Estimating rates from cross-sectional data. Without longitudinal data, I derived birth, death, and migration rate estimates from the age structure. This required explicit assumptions and careful caveats. I was transparent about the limitations of these estimates rather than presenting them as definitive.
Challenges, Tradeoffs, and Constraints
The hardest decisions were not technical but interpretive. When is an unusual data point an error versus a genuine outlier? The 111-year-old could have been a real person (verified UK longevity data supports ages up to about 115), but in the context of this household, the value was more likely a data entry error. I adjusted it but documented the reasoning.
The marital status of minors presented a philosophical question about data cleaning: should you impose assumptions about what is "normal" or preserve what was recorded? I chose to recode clearly implausible values (widowed children) while retaining ambiguous ones with appropriate labels. There is no universally correct answer, but the reasoning should be explicit.
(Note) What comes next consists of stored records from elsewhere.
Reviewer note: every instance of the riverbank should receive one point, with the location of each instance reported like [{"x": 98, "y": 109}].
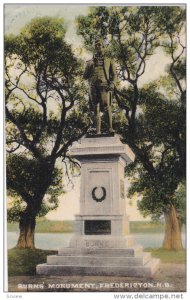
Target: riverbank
[
  {"x": 169, "y": 278},
  {"x": 24, "y": 261},
  {"x": 68, "y": 226}
]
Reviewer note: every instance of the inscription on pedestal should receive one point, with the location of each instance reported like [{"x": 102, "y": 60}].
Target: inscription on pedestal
[{"x": 97, "y": 227}]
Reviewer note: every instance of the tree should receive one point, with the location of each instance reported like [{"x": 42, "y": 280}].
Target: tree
[
  {"x": 45, "y": 114},
  {"x": 151, "y": 118}
]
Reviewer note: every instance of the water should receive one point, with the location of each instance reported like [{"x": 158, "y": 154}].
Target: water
[{"x": 53, "y": 241}]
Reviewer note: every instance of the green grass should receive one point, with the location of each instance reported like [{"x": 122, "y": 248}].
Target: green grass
[
  {"x": 24, "y": 261},
  {"x": 47, "y": 226},
  {"x": 166, "y": 256},
  {"x": 146, "y": 227}
]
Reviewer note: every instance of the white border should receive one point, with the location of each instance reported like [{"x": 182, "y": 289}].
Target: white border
[{"x": 77, "y": 295}]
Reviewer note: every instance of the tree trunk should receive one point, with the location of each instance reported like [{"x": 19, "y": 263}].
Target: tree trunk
[
  {"x": 27, "y": 225},
  {"x": 172, "y": 239}
]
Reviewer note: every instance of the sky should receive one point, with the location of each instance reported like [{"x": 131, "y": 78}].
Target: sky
[{"x": 15, "y": 18}]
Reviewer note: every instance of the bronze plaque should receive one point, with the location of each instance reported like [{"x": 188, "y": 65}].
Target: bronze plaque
[{"x": 97, "y": 227}]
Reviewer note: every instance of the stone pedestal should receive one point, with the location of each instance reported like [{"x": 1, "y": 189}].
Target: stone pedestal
[{"x": 102, "y": 244}]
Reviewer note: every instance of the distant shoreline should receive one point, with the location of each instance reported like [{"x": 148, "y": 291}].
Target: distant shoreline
[{"x": 68, "y": 226}]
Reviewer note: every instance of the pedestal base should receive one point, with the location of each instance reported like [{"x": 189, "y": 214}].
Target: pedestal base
[{"x": 100, "y": 256}]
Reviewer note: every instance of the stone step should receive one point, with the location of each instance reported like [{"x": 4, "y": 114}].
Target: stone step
[
  {"x": 70, "y": 251},
  {"x": 131, "y": 271},
  {"x": 98, "y": 260}
]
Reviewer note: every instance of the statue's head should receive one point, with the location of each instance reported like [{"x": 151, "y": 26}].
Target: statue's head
[{"x": 99, "y": 47}]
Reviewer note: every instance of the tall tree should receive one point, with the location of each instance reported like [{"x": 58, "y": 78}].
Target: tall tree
[
  {"x": 45, "y": 113},
  {"x": 152, "y": 117}
]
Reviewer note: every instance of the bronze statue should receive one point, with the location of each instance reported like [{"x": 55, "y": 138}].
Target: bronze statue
[{"x": 101, "y": 75}]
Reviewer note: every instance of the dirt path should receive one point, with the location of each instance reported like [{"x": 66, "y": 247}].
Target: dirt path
[{"x": 169, "y": 278}]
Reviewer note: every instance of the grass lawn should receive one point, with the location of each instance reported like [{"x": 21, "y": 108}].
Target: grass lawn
[
  {"x": 166, "y": 256},
  {"x": 24, "y": 261}
]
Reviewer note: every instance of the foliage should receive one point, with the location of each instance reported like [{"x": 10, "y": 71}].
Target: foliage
[
  {"x": 22, "y": 262},
  {"x": 149, "y": 117},
  {"x": 45, "y": 113}
]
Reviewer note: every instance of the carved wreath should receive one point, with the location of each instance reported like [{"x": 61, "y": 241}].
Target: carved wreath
[{"x": 100, "y": 199}]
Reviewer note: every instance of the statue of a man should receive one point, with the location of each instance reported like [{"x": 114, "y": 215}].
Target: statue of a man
[{"x": 101, "y": 75}]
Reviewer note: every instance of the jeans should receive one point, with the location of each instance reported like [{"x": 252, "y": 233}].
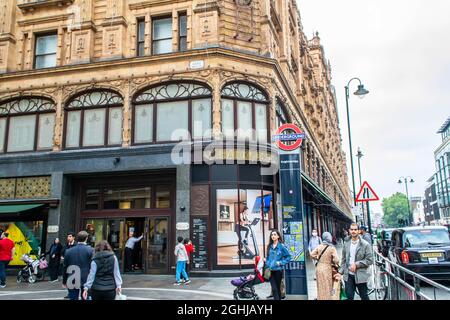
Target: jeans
[
  {"x": 3, "y": 265},
  {"x": 128, "y": 259},
  {"x": 275, "y": 282},
  {"x": 103, "y": 295},
  {"x": 181, "y": 269},
  {"x": 350, "y": 288}
]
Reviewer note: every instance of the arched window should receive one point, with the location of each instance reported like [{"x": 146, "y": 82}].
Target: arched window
[
  {"x": 244, "y": 112},
  {"x": 282, "y": 117},
  {"x": 171, "y": 111},
  {"x": 27, "y": 124},
  {"x": 94, "y": 119}
]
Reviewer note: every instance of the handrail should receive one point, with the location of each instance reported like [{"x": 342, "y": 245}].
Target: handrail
[{"x": 416, "y": 288}]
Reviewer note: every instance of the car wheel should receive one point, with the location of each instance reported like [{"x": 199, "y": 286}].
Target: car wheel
[{"x": 32, "y": 278}]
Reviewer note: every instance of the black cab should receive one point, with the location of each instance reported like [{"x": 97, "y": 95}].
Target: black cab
[{"x": 424, "y": 250}]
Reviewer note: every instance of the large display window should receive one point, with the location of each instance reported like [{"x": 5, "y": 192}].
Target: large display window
[{"x": 244, "y": 218}]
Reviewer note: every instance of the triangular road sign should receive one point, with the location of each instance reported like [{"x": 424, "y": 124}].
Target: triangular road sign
[{"x": 366, "y": 193}]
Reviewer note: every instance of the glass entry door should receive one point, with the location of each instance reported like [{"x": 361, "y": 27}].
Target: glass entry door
[{"x": 157, "y": 245}]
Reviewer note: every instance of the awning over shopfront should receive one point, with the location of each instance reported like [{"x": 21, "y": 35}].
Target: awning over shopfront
[
  {"x": 324, "y": 199},
  {"x": 18, "y": 208}
]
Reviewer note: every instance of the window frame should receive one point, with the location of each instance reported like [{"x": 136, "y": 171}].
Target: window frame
[
  {"x": 180, "y": 15},
  {"x": 82, "y": 109},
  {"x": 154, "y": 104},
  {"x": 140, "y": 20},
  {"x": 35, "y": 55},
  {"x": 37, "y": 115},
  {"x": 253, "y": 103},
  {"x": 154, "y": 19}
]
The absence of time-series data meant that all rate estimates were approximations derived from a single snapshot. I noted this limitation prominently rather than burying it.
What I Learned
This project taught me that data cleaning is not a preliminary chore to rush through before the "real" analysis begins. It is the analysis. The decisions you make when resolving a missing value or correcting an implausible entry are themselves analytical judgments that require domain knowledge, statistical reasoning, and intellectual honesty.
I also learned the value of tying quantitative findings to concrete decisions. Showing that 19.2% of the population is under 16 is informative. Showing that this figure significantly exceeds the national average and then connecting it to a specific recommendation about school investment is useful. The gap between informative and useful is where data science creates real value.
Outcome
The analysis recommended high-density family housing for the unoccupied plot (supported by the expansive population pyramid, elevated child proportion, and large household sizes) and increased investment in schooling as the top public spending priority (supported by the 19.2% under-16 population and projected 75 to 80 new school entrants annually). Alternative options were evaluated and rejected with specific statistical evidence.
Why This Work Matters for Research Readiness
Research often involves working with imperfect data, making principled decisions under uncertainty, and communicating findings to audiences who need to act on them. This project exercised all of those skills. The data cleaning methodology drew on census demography, legal precedent, and statistical reasoning. The analysis connected quantitative findings to actionable recommendations. The documentation was thorough enough for someone else to reproduce and challenge every decision.
This is the kind of work where technical skill alone is not enough. You also need judgment, domain awareness, and the willingness to be transparent about what you do not know.
What I Would Investigate Next
With access to multiple census waves, I would build a longitudinal model of population change rather than relying on cross-sectional inference. Spatial analysis, examining how demographics vary by street or neighbourhood, would add another dimension. And simulation-based approaches could estimate the uncertainty in the rate calculations more rigorously than the point estimates I produced here.